Matt Damon e Christian Bale, Ford vs Ferrari. O cartaz do filme induz o espectador desavisado a achar que o astro da tetralogia Jason Bourne duelará nas pistas com o Batman da trilogia de Christopher Nolan. Como se estivéssemos diante de um derivado de Rush (2013), a excelente cinebiografia sobre a rivalidade entre os pilotos de Fórmula-1 Niki Lauda e James Hunt. Mas, ao contrário do que o alinhamento dos nomes no pôster sugere, os atores não interpretam gigantes da indústria automobilística, e seus personagens estão do mesmo lado.
O espectador brasileiro desinformado também pode, no começo do filme, se sentir como aquele sujeito que vai ao mecânico e o escuta falar sobre a rebimboca da parafuseta. As cenas mostram os preâmbulos e os bastidores de uma história muito americana e de uma corrida que não tem, no nosso país, a mesma popularidade da F-1 ou mesmo da Indy: a de como, nos anos 1960, a Ford resolveu desenvolver um carro para enfrentar a hegemonia da italiana Ferrari nas 24 Horas de Le Mans, na França.

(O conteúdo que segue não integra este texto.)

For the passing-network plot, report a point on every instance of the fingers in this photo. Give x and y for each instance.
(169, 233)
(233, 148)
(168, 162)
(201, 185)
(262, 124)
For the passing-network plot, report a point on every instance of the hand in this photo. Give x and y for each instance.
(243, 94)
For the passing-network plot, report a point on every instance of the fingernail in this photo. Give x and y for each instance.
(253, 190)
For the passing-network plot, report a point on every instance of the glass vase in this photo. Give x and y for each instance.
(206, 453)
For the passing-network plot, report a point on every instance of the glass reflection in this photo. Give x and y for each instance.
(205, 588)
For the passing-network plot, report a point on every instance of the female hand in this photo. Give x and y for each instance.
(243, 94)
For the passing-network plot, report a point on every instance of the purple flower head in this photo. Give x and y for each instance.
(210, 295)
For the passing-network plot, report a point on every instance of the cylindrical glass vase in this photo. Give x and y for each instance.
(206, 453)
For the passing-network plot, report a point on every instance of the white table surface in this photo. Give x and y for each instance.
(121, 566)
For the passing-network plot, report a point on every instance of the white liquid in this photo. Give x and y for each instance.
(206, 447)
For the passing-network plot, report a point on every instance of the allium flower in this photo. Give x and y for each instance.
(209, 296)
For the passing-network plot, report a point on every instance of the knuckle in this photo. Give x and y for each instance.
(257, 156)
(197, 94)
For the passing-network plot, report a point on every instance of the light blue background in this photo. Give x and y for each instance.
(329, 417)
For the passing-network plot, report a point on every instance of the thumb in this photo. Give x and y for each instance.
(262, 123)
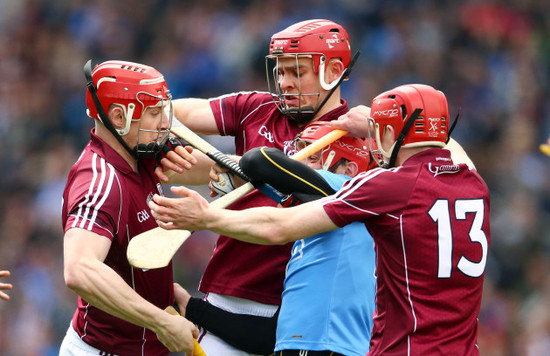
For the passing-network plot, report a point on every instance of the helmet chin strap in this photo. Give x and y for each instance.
(306, 114)
(143, 150)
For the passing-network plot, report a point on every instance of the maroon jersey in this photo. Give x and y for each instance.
(430, 222)
(104, 195)
(240, 269)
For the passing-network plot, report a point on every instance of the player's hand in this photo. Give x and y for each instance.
(355, 121)
(182, 298)
(175, 156)
(177, 333)
(217, 169)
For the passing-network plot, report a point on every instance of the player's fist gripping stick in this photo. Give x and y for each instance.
(225, 183)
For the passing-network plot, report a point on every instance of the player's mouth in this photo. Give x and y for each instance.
(292, 101)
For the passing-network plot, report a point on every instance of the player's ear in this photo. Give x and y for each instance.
(116, 115)
(334, 70)
(352, 169)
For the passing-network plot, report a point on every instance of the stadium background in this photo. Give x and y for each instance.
(491, 58)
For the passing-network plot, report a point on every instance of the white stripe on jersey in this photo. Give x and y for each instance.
(407, 275)
(357, 182)
(107, 191)
(87, 203)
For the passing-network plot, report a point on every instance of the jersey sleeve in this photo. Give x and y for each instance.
(370, 194)
(94, 204)
(232, 109)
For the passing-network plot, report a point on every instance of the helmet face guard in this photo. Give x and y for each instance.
(134, 88)
(149, 149)
(350, 148)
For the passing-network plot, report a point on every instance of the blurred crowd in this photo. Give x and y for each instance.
(491, 58)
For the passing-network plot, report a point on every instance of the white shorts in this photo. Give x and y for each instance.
(213, 345)
(73, 345)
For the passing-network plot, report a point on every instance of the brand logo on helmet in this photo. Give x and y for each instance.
(388, 113)
(334, 40)
(280, 42)
(356, 150)
(434, 124)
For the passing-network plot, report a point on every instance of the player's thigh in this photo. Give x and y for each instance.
(213, 345)
(72, 345)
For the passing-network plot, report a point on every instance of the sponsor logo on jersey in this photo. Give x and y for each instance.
(446, 168)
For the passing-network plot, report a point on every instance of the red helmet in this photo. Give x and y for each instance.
(351, 148)
(314, 37)
(395, 106)
(320, 40)
(133, 86)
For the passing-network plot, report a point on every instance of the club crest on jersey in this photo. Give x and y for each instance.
(289, 147)
(263, 131)
(143, 215)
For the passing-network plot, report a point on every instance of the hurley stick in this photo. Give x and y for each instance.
(156, 247)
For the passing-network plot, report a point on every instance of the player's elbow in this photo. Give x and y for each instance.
(277, 235)
(75, 275)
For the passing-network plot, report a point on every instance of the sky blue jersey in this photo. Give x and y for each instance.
(330, 284)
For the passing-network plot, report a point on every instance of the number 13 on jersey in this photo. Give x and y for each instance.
(440, 214)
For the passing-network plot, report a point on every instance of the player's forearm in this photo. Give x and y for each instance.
(102, 287)
(196, 114)
(267, 225)
(197, 175)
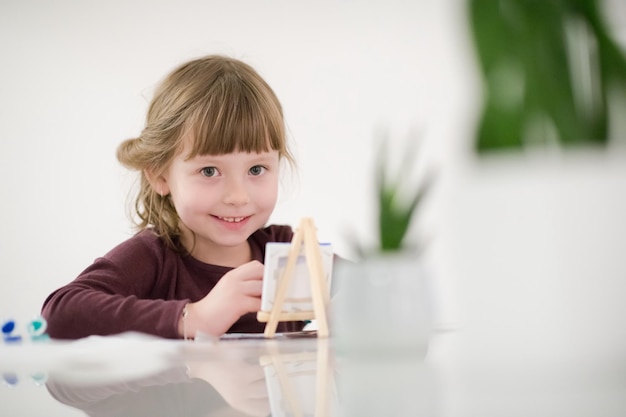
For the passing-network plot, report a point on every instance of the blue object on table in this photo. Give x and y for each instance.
(7, 332)
(37, 329)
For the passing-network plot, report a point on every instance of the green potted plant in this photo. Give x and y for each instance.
(382, 301)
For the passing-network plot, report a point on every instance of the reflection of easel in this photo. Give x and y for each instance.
(286, 376)
(305, 234)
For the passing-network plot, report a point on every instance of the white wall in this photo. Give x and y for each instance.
(76, 78)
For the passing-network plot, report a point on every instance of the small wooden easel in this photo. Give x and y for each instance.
(305, 234)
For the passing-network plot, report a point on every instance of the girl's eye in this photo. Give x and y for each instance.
(209, 171)
(257, 170)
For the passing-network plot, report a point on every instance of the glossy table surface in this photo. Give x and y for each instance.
(136, 375)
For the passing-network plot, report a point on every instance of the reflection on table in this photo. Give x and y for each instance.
(130, 376)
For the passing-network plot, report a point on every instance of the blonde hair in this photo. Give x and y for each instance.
(221, 103)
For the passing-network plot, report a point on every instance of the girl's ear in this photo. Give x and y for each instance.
(157, 182)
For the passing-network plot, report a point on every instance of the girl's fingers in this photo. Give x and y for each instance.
(252, 288)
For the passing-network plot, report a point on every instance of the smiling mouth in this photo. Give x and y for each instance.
(232, 219)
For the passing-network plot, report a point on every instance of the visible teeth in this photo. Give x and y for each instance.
(232, 219)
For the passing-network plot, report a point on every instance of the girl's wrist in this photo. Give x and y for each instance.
(184, 323)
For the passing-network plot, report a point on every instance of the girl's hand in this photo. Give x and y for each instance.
(238, 292)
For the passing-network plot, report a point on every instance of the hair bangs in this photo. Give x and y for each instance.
(236, 116)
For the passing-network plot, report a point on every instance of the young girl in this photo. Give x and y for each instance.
(209, 160)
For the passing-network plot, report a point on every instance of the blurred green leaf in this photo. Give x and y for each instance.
(548, 67)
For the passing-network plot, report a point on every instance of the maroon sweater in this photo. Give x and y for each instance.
(142, 285)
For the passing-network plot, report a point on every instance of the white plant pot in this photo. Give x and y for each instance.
(380, 304)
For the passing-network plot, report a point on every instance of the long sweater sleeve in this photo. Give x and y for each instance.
(142, 285)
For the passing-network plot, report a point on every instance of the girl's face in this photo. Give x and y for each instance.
(221, 200)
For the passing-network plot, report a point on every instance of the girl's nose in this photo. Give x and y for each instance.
(236, 193)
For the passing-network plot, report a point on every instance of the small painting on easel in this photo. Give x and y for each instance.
(298, 297)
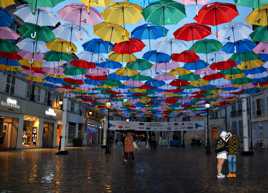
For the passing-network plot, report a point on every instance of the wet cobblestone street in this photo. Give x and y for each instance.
(89, 170)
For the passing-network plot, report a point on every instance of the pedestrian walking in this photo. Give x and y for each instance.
(221, 151)
(233, 146)
(128, 147)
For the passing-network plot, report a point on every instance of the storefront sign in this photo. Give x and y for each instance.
(11, 103)
(50, 112)
(157, 126)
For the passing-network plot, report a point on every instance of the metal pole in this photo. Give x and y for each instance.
(208, 151)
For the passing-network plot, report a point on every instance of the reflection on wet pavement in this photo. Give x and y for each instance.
(90, 170)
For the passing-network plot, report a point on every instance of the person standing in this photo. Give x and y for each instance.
(233, 146)
(128, 147)
(221, 151)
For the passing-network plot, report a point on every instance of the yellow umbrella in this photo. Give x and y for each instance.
(179, 72)
(123, 12)
(233, 76)
(31, 64)
(96, 3)
(122, 57)
(138, 90)
(111, 32)
(60, 45)
(126, 72)
(6, 3)
(259, 16)
(198, 83)
(247, 65)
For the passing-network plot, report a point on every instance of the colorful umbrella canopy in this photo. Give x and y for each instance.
(164, 12)
(111, 32)
(6, 3)
(128, 47)
(39, 33)
(79, 15)
(139, 64)
(122, 13)
(8, 34)
(192, 31)
(259, 16)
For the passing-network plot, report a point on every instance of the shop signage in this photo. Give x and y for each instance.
(157, 126)
(11, 103)
(50, 112)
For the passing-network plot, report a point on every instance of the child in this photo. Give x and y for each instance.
(233, 146)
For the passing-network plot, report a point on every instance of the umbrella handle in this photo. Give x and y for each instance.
(33, 35)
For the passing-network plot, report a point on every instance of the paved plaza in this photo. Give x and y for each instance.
(89, 170)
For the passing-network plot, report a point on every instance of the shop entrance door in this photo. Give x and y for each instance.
(8, 133)
(48, 135)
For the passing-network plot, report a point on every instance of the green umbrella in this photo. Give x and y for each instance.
(112, 83)
(260, 34)
(243, 80)
(140, 77)
(244, 56)
(139, 64)
(190, 77)
(8, 46)
(206, 46)
(74, 71)
(34, 4)
(39, 33)
(58, 56)
(251, 3)
(164, 12)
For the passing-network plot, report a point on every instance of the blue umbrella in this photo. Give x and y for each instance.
(155, 83)
(239, 46)
(117, 77)
(148, 32)
(8, 62)
(110, 64)
(255, 70)
(157, 57)
(98, 46)
(195, 65)
(5, 18)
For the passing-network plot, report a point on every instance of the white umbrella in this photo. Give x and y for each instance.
(42, 17)
(71, 32)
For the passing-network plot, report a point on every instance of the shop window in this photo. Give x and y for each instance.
(10, 84)
(71, 132)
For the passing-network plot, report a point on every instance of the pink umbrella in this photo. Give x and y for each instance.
(31, 56)
(78, 14)
(7, 33)
(97, 71)
(160, 67)
(261, 48)
(165, 77)
(133, 83)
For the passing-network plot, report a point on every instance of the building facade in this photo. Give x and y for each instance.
(31, 115)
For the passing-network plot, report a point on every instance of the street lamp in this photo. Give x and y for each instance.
(107, 148)
(208, 150)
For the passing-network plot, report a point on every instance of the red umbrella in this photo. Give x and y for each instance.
(128, 47)
(83, 64)
(171, 100)
(10, 55)
(178, 82)
(185, 56)
(97, 77)
(213, 76)
(192, 31)
(223, 65)
(73, 81)
(216, 13)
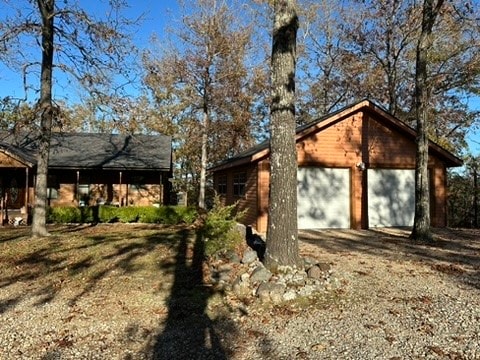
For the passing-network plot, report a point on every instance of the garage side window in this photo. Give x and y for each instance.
(222, 185)
(239, 182)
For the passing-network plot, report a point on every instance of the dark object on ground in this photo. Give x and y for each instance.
(255, 242)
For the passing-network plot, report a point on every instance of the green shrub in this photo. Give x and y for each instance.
(219, 229)
(64, 215)
(128, 214)
(148, 215)
(88, 214)
(169, 215)
(187, 214)
(107, 214)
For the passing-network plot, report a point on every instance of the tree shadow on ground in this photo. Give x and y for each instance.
(455, 252)
(189, 332)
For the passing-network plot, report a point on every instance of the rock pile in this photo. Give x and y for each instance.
(247, 277)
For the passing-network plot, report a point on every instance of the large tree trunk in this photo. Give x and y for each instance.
(46, 8)
(421, 225)
(282, 233)
(204, 159)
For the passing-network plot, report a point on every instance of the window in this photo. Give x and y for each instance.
(53, 187)
(239, 181)
(83, 194)
(222, 184)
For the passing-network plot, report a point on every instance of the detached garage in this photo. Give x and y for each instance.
(355, 170)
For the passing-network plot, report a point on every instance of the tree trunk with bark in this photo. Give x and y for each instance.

No filme dirigido por James Mangold (de Johnny & June e Logan), Damon encarna Carroll Shelby, o primeiro piloto dos Estados Unidos a vencer a prova, em 1959 – vitória reconstituída na bela introdução. Ele precisa abreviar sua carreira por causa de um problema cardíaco e passa a atuar como empresário. Bale é um pai de família inglês à beira da falência, o quarentão Ken Miles, exímio como mecânico e atrás do volante, mas péssimo na gerência dos negócios e no trato com as pessoas. Enquanto isso, nos escritórios da Ford, o executivo Lee Iacocca (Jon Bernthal, o Justiceiro do seriado homônimo) vê-se desafiado a bolar uma ideia que garanta seu emprego – o patrão, Henry Ford II (Tracy Letts), está fulo da vida com a queda nas vendas. A solução é associar a marca às aspirações da juventude, como sexo e perigo. Ou seja: entrar no glamoroso mundo das corridas.
Como você já pode imaginar, essas três estradas vão convergir. Para continuar nas analogias automobilísticas, Ford vs Ferrari parece feito em uma linha de montagem, na qual podemos antever seus obstáculos – desde um problema técnico até a interferência negativa de outro engravatado da Ford, Leo Beebe (Josh Lucas), mais preocupado com o marketing do que com o esporte. Com duas horas e meia de duração, por vezes o filme é cansativo como a corrida de Le Mans, mas, tal qual a prova francesa, guarda uma boa dose de emoção para as últimas curvas – especialmente se você, como eu, não souber nada da história original.
Até chegar o momento de correrem lágrimas, a dica é sentar na carona ora de Shelby, ora de Miles, para sentir a adrenalina, admirar a paisagem (a fotografia de Phedon Papamichael, indicado ao Oscar por Nebraska, é belíssima), curtir a trilha sonora (tanto a composta por Marco Beltrami e Buck Sanders quanto as canções de Nina Simone, The Byrds e The Sonics, entre outros) e refletir – sim, Ford vs Ferrari é sobre velocidade (e é feliz em criar a ilusão de que seu elenco está andando em carros a 200, 300 km/h), mas permite parar para pensar. No caso, em como este filme, como eu disse lá em cima, conta uma história muito americana.
Repare no parágrafo de apresentação dos principais personagens: todos estão em busca daquilo que é inerente à história e à ficção dos EUA, a segunda chance. Pode-se dizer que o país nasceu de uma segunda chance, a dos pobres e degradados ingleses que partiram para a América no começo do século 17. A paixão por carros e estradas também remete às origens da nação, ao desbravamento do Oeste – a diferença é que, aqui, os americanos querem conquistar um território a Leste, o francês, e derrotar não os indígenas, mas os italianos. Ford vs Ferrari ilustra ainda a cultura de ser o número 1 e o culto ao self-made man, o homem que faz o próprio caminho. Aliás, esse individualismo acaba sendo valorizado, visto que os heróis pagam um preço alto quando cedem aos interesses corporativos. Enfim: não foi surpresa ver o filme entre os concorrentes ao principal Oscar, ainda que só tenha recebido outras três indicações em categorias técnicas (montagem, mixagem de som e edição de som).